Und du wolltest nicht für den Kandidaten stimmen, der deiner Position am nächsten steht?
Julien: Für mich war bei diesem Votum am wichtigsten, den Wahlmodus an sich in Frage zu stellen. Ich glaube nicht, dass es repräsentativ ist, eine einzige Person zu wählen.
Wie meinst du das? Sollte es deiner Meinung nach mehr als einen Präsidenten oder eine Präsidentin geben?
Julien: Nein, es braucht jemanden, der die Richtung angibt, und außerdem gibt es neben ihm oder ihr ja noch Premier, ein Kabinett, etc. Nicht repräsentativ finde ich, dass man sich nur für einen Kandidaten entscheiden kann, der einen später repräsentieren soll. Besser wäre eine abgestufte Wahl, bei man eine Rangfolge an Kandidaten angibt. Ich weiß nicht, ob das schlussendlich viel ändern würde, aber zumindest würde es dazu verpflichten, sich die Programme aller Kandidaten genau anzuschauen.
Also mehr eine Kritik des Systems und weniger der Kandidaten?
Julien: Genau.
Hast du dich bei deiner Entscheidung an deinem Freundeskreis orientiert?
Julien: Nein, überhaupt nicht. Das war ein Vorgang im stillen Kämmerlein, wenn auch unter der stillen Missbilligung meiner Mutter (lacht). Um ehrlich zu sein haben wir in meinem Freundeskreis ziemlich wenig debattiert, sowohl über die aktuelle Politik als auch über die einzelnen Kandidaten. Ich habe heute beispielsweise im Namen meiner Freundin für Macron abgestimmt, aber auch zwischen uns beiden gab gar es keine Diskussion.
Letzte Frage: Nach den ersten Hochrechnungen scheint es auf ein Duell zwischen Macron und Le Pen hinauszulaufen – wirst du dich hier auch enthalten?
Julien: Nein, auf keinen Fall.
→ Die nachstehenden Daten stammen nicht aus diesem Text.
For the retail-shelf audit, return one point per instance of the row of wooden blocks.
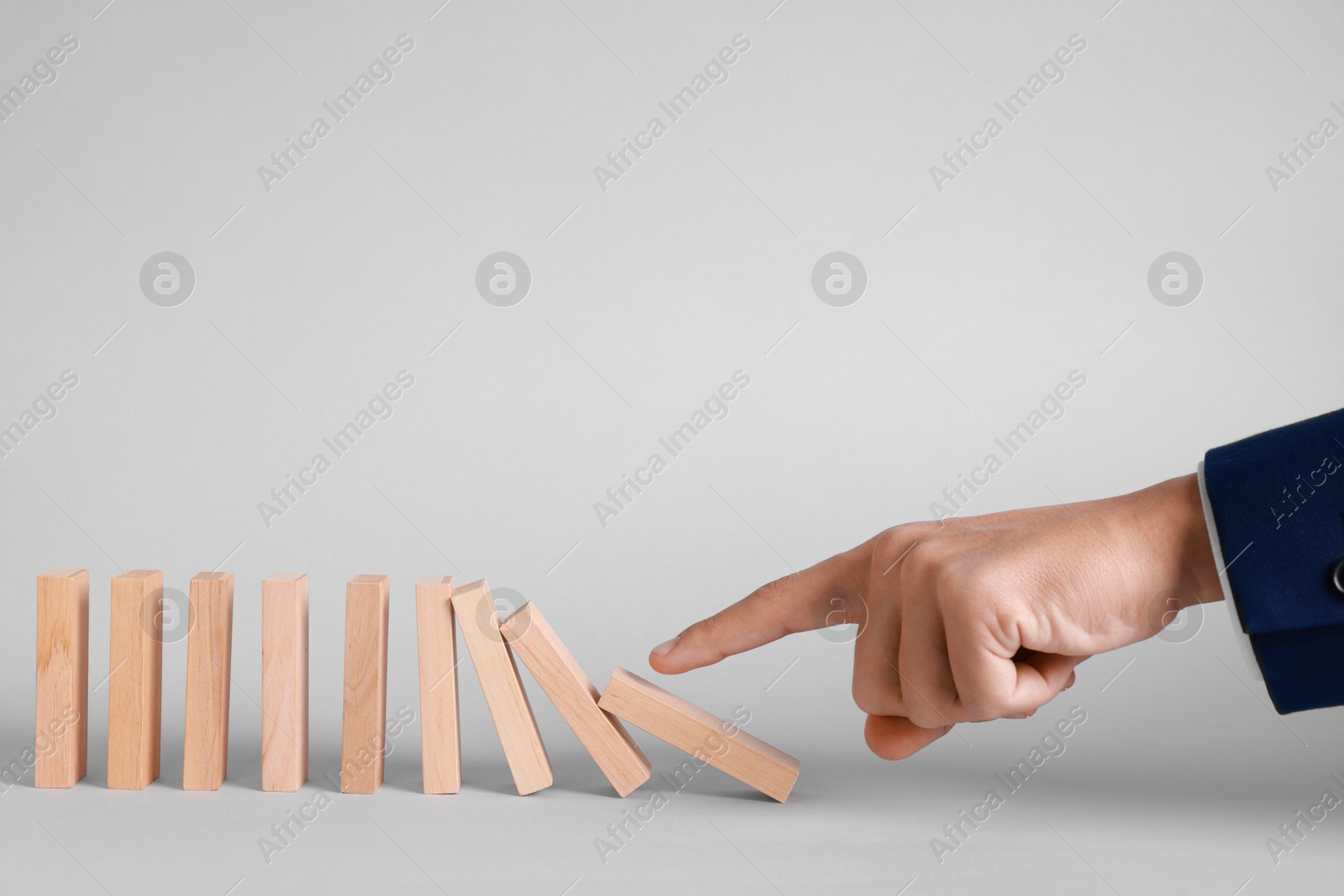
(134, 691)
Sollten die beiden in die zweite Runde (der Präsidentschaftswahl) kommen, stimme ich auf jeden Fall für Macron.
Danke für das Gespräch!
Florence, 22, hat zwar schon den Großteil ihres Lebens in Frankreich verbracht, ist aber niederländische Staatsbürgerin und durfte deshalb gestern nicht selbst an der Wahl teilnehmen. Clemence, 23, hat für Macron gestimmt:
Clemence, warum hast du dich für Macron entschieden?
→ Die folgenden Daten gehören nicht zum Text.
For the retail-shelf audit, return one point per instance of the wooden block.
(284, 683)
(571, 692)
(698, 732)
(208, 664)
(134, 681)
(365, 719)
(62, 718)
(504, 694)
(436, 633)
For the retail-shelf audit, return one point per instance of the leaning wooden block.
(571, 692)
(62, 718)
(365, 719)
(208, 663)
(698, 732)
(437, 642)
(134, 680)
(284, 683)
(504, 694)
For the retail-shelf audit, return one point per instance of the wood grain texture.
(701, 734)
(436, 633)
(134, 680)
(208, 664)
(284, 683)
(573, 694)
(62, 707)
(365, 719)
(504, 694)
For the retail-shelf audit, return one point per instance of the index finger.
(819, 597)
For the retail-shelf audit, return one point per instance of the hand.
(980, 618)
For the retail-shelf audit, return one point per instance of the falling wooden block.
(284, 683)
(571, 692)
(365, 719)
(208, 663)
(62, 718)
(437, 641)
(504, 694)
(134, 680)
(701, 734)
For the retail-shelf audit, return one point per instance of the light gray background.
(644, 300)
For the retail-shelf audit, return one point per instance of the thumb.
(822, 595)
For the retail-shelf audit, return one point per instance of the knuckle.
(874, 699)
Clemence: Seine Vorschläge für die Wirtschaftspolitik haben mich überzeugt, genauso wie seine Sozialpolitik – auf jeden Fall mehr als die von François Fillon. Ich hatte mich schon seit längerem für Macron entschieden.
Mélenchon et Hamon waren für dich keine Möglichkeit?
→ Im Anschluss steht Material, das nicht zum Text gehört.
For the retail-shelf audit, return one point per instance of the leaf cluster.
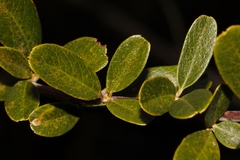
(132, 93)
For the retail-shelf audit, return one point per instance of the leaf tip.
(36, 122)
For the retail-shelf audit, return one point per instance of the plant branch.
(59, 95)
(231, 115)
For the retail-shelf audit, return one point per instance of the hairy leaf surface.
(65, 70)
(21, 101)
(6, 83)
(91, 51)
(156, 95)
(127, 63)
(226, 54)
(14, 62)
(228, 133)
(190, 104)
(197, 51)
(54, 119)
(200, 145)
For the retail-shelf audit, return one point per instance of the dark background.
(98, 134)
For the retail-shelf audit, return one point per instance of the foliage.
(133, 94)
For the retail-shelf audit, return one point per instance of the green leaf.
(200, 145)
(21, 101)
(91, 51)
(226, 54)
(197, 51)
(190, 104)
(20, 26)
(156, 95)
(202, 83)
(228, 133)
(220, 102)
(129, 110)
(55, 119)
(14, 62)
(6, 83)
(127, 63)
(64, 70)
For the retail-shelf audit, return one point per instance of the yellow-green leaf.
(54, 119)
(65, 70)
(169, 72)
(191, 104)
(197, 51)
(127, 63)
(226, 54)
(21, 101)
(19, 26)
(228, 133)
(156, 95)
(6, 83)
(91, 51)
(220, 102)
(129, 110)
(200, 145)
(14, 62)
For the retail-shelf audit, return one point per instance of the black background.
(98, 134)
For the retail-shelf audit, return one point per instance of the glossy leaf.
(14, 62)
(21, 101)
(200, 145)
(64, 70)
(54, 119)
(226, 54)
(156, 95)
(127, 63)
(197, 51)
(220, 102)
(91, 51)
(228, 133)
(6, 83)
(20, 26)
(190, 104)
(129, 110)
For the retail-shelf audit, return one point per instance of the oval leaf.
(226, 54)
(127, 63)
(64, 70)
(220, 102)
(55, 119)
(228, 133)
(169, 72)
(21, 101)
(20, 26)
(6, 83)
(197, 51)
(14, 62)
(156, 95)
(190, 104)
(91, 51)
(198, 145)
(129, 110)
Clemence: Nein, gar nicht. Die sind mir beide zu links.
Wie hast du dich für die Wahl informiert? Soziale Netzwerke, Zeitungen oder das eigene Informationsangebot der Kandidaten?
Clemence: Zeitungen, Fernsehen, Internet… ein bisschen von allem.
Hat die Wahl in eurem Freundeskreis eine große Rolle gespielt?
Florence: Ja, absolut. Wir studieren Jura, deshalb sind die Wahlen für uns sehr wichtig. Wir müssen schließlich später das Recht anwenden, wie es jetzt beschlossen wird!
Was sind denn für euch die wichtigsten Themen für die nächsten Jahre?
Florence: Vor allem wirtschaftliche Fragen, da stecken wir hier in Frankreich zurzeit in ziemlichen Problemen. Dabei dürfen wir die sozialen Aspekte zwar auch nicht vergessen, doch wenn du mich fragst, sind wir schon ein sehr sozial orientiertes Land – da haben wirtschaftliche Fragen erst einmal definitiv Vorrang.
Clemence: Ich denke, wir brauchen auf jeden Fall eine starke Führungspersönlichkeit. Zurzeit ist die französische Öffentlichkeit sehr gespalten und und es bräuchte jemanden, der uns wieder zusammenbringt. Und ich denke, da wäre Macron ein geeigneter Kandidat. Zur Immigrationsthematik sagt er beispielsweise nicht, man müsse schlicht die Grenzen schließen, den Zuzug begrenzen und damit wäre das Problem gelöst. Macron spricht sich stattdessen dafür aus, sich um Erziehungs- und Bildungsproblemen zu kümmern.
Florence: Eine wichtige Rolle spielt sicher auch, dass Macron keiner Partei angehört, deren Botschaften er verbreiten muss. Sicherlich würde er auch mit Partei im Hintergrund sagen können, was er will, allerdings finde ich die Idee einer unabhängigen Bewegung besser.
Hat in euren Diskussionen Europa, dem viele Kandidaten kritisch bis feindlich gegenüberstehen, eine wichtige Rolle gespielt?
Florence: Absolut. Den Euro oder sogar die Europäische Union verlassen, das geht für mich gar nicht!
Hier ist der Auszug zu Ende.